LLMaAA: Making Large Language Models as Active Annotators
Ruoyu Zhang | Yanzeng Li | Yongliang Ma | Ming Zhou | Lei Zou
Findings of the Association for Computational Linguistics: EMNLP 2023

Prevalent supervised learning methods in natural language processing (NLP) are notoriously data-hungry, which demand large amounts of high-quality annotated data. In practice, acquiring such data is a costly endeavor. Recently, the superior few-shot performance of large language models (LLMs) has propelled the development of dataset generation, where the training data are solely synthesized from LLMs. However, such an approach usually suffers from low-quality issues, and requires orders of magnitude more labeled data to achieve satisfactory performance.
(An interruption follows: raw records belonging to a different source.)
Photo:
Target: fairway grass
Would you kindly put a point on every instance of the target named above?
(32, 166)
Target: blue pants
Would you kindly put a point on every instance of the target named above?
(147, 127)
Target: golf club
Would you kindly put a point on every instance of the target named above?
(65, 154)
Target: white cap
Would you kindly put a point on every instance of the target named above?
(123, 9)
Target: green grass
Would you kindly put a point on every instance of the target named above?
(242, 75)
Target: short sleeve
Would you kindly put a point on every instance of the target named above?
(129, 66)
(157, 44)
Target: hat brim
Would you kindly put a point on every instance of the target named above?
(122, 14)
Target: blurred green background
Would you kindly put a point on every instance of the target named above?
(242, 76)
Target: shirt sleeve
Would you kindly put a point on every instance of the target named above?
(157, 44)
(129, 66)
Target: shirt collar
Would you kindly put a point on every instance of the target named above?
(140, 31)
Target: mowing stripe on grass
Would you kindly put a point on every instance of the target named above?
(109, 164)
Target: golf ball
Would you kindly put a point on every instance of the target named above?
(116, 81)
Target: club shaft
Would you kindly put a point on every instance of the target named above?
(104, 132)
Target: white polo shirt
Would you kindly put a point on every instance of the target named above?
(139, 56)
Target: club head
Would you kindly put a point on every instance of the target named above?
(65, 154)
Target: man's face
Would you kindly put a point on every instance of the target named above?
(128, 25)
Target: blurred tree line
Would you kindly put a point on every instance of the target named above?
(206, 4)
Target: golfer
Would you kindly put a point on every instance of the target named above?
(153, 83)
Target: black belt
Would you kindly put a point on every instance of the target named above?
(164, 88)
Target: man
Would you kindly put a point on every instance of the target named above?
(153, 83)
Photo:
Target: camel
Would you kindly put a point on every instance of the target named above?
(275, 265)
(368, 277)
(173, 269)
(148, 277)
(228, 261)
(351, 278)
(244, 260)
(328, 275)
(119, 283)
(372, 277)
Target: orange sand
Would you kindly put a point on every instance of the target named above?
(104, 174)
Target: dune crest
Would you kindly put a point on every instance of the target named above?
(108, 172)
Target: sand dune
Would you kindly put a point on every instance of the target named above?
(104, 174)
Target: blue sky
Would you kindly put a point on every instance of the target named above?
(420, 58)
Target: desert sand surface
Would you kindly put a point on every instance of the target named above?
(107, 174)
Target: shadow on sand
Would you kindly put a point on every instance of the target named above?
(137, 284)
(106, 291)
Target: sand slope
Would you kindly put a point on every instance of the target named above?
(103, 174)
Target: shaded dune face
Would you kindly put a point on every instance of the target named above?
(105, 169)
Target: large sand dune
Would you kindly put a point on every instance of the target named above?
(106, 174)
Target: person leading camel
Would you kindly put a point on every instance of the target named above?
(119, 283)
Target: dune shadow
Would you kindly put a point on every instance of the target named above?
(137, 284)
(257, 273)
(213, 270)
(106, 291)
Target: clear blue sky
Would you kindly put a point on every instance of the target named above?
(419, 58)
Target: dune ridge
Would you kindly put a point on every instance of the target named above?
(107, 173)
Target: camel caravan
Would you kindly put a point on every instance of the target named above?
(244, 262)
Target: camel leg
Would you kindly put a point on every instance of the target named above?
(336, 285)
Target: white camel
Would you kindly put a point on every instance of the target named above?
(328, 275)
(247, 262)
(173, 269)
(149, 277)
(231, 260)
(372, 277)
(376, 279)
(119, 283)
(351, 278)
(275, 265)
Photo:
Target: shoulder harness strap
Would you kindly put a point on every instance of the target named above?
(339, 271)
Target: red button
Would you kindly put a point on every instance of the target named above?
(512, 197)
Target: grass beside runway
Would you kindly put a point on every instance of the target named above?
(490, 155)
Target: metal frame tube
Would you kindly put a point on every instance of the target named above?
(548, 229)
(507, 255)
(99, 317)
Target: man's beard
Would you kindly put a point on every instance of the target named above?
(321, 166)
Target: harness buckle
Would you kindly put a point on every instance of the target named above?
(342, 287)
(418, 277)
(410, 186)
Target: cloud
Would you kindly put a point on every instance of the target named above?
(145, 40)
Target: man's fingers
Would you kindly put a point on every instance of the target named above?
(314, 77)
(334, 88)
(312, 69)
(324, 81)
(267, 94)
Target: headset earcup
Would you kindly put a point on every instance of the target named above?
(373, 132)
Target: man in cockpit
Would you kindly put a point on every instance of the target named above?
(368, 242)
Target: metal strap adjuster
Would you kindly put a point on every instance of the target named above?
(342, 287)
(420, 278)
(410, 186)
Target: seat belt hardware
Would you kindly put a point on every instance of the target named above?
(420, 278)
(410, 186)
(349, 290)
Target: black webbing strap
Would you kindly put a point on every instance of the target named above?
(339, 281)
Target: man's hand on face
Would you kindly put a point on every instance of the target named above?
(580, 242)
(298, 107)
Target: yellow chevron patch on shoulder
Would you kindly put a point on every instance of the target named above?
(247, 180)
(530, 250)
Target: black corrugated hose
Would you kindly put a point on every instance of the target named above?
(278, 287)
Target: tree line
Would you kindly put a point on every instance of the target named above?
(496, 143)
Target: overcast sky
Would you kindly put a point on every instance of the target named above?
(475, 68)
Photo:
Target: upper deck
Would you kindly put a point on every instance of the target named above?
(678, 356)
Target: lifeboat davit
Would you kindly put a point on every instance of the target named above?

To fully exploit the potential of LLMs and make use of massive unlabeled data, we propose LLMaAA, which takes LLMs as annotators and puts them into an active learning loop to determine what to annotate efficiently. To learn robustly with pseudo labels, we optimize both the annotation and training processes: (1) we draw k-NN examples from a small demonstration pool as in-context examples, and (2) we adopt the example reweighting technique to assign training samples with learnable weights. Compared with previous approaches, LLMaAA features both efficiency and reliability. We conduct experiments and analysis on two classic NLP tasks, named entity recognition and relation extraction. With LLMaAA, task-specific models trained from LLM-generated labels can outperform the teacher within only hundreds of annotated examples, which is much more cost-effective than other baselines.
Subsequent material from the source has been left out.